DATE: Wednesday, April 9, 1997               TAG: 9704090026
SECTION: CURRENT                  PAGE: NRV-1 EDITION: NEW RIVER VALLEY  
DATELINE: PULASKI
SOURCE: PAUL DELLINGER THE ROANOKE TIMES
MEMO: ***CORRECTION***
      Published correction ran on April 11, 1997.
         Pulaski County Supervisor Charles Cook said his only comment at 
      Monday night's joint meeting between the supervisors and School Board 
      involved the possibility of using the county's school needs as leverage 
      to obtain more state funding. He said he did not call the School Board's
      request for a $2.3 million increase in local funding a "no-brainer," as 
      reported in Wednesday's Current.


BUDGET REJECTION CALLED 'NO-BRAINER'

The Pulaski County School Board knows it's asking for an unrealistic budget but says it's the principle of the thing.

As far as the Pulaski County School Board is concerned, its proposed 1997-98 budget is just enough to meet minimal education needs.

But it would also require an increase of more than $2.3 million in local funds, or a 23-cent increase in the real estate tax.

"That's a no-brainer," Supervisor Charles Cook said at a joint meeting of the Board of Supervisors and School Board Monday night.

School Board Chairman Lewis Pratt acknowledged that the supervisors might wonder what kind of fools would bring such a proposal before the governing body.

"Well, here we are," he said. "Our request to you is help us any way you can."

Supervisor Bruce Fariss said the School Board is in a better position than the supervisors to decide where cuts should come.

"We need a number that we can live with, and we can't live with the number that we have now," Fariss said, which would require the supervisors to make cuts. "Maybe that's the way to do it but I think there's a better way."

School Board member Rhea Saltz said he and other members had tried making the cuts in advance and then presenting a bare-bones budget. "That's exactly what we did last year," he said. "And that budget was cut."

"Well, there's only so many dollars.

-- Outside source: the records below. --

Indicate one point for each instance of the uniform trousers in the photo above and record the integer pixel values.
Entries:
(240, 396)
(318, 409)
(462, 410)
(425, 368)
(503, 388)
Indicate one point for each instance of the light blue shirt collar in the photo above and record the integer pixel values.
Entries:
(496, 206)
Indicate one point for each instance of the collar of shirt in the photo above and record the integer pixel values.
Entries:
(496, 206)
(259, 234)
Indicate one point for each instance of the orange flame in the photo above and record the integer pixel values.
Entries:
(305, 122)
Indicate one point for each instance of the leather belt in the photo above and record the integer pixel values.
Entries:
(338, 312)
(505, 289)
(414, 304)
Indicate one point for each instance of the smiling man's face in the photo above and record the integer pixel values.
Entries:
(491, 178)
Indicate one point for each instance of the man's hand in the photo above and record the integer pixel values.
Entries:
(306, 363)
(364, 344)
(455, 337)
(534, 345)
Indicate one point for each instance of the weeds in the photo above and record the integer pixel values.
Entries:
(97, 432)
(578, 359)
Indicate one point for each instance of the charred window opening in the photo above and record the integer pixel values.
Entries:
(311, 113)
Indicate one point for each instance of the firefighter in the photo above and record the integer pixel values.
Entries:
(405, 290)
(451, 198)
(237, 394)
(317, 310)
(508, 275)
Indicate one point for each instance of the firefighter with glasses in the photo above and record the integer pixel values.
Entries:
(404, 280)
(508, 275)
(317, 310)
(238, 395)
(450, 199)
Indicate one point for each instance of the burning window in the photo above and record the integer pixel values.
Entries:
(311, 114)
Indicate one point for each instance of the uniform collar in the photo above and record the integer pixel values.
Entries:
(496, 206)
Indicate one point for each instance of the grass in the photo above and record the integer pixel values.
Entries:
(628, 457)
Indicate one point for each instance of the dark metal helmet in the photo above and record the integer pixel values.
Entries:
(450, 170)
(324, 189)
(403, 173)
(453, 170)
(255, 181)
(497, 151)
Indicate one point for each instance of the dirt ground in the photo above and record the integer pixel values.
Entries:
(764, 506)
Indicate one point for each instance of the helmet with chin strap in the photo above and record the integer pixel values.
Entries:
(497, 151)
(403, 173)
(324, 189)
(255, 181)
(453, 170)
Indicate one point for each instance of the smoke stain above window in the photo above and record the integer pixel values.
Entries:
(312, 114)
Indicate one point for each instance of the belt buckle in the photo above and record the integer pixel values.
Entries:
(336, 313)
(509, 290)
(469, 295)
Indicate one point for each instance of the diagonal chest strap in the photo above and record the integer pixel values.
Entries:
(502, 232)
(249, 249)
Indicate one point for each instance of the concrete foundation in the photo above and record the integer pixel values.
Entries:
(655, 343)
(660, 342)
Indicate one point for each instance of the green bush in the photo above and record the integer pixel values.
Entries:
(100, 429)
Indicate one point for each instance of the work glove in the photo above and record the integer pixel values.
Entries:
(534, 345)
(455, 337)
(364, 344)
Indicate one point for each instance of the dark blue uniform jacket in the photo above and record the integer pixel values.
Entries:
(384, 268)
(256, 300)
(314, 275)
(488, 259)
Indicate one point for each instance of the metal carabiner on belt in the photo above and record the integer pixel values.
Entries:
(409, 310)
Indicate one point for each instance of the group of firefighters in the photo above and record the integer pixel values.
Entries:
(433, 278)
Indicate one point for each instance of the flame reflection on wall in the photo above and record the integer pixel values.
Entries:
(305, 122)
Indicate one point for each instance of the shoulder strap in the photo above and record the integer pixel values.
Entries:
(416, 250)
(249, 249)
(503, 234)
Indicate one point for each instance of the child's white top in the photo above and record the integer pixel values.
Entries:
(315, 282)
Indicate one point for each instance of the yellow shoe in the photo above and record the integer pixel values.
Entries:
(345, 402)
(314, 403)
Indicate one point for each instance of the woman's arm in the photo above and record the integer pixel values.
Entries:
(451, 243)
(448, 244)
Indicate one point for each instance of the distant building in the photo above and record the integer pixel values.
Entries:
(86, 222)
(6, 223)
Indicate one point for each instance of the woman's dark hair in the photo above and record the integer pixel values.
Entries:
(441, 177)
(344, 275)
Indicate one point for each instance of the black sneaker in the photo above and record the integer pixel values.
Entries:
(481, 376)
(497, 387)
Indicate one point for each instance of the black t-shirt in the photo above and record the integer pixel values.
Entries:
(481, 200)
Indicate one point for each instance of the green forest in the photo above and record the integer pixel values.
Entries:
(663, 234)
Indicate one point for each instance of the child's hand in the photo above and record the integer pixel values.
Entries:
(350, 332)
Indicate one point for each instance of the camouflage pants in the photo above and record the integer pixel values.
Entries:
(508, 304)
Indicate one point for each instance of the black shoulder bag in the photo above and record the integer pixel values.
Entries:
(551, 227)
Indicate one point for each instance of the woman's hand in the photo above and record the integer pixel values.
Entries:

The pockets are only so deep," Fariss said.

The School Board defended its budget proposal on two grounds: that every dollar and program requested was needed, and that this is the only way to alert citizens to those needs.

"We know you can't do it," Pratt told the supervisors. "But we think the public needs to know what the real needs are."

"Why do we have 11-year-old textbooks?" Saltz asked. What, he asked, does he tell a parent who complains to him about the shortcomings of a school building?

"We'll get by," Saltz said. "No matter how much you give us, we'll educate children." But he said the education will not be what it could be.

Supervisor Jerry White agreed that the public should be made aware of the situation, which stems from cuts in state money or state mandates that localities must pay for.

"We do way beyond what is mandated by the state to do," he said of local funding. "The problem is how we got to this point to start with."

Pratt agreed. State funds to Pulaski County for schools will increase only 2 percent in the coming school year, not enough to cover any needs such as building deterioration, new textbooks, the state's own new learning standards, or a 4 percent salary increase for school employees proposed by the General Assembly.

The economic health of Pulaski County is not like that of Northern Virginia, for example, Pratt said, and needs more state support for education. "We're having to do things we've never done," added Superintendent Bill Asbury.

The state share of the school budget is 63 percent. The county pays 32 percent, with 5 percent from federal sources.

White and others suggested that some of these budget questions should be requested at the state level.

School Board member Jeff Bain said that had been tried. Beth Nelson, a board member who was in Gov. George Allen's office several months ago when the new state standards were being announced, made the attempt.

"She was trying to ask the governor some questions and she was politely told they didn't want to hear what she was asking," Bain said.

The supervisors will hold work sessions on the budget at 7 p.m. Monday and on April 21 before its next regular meeting at 7 p.m. April 28.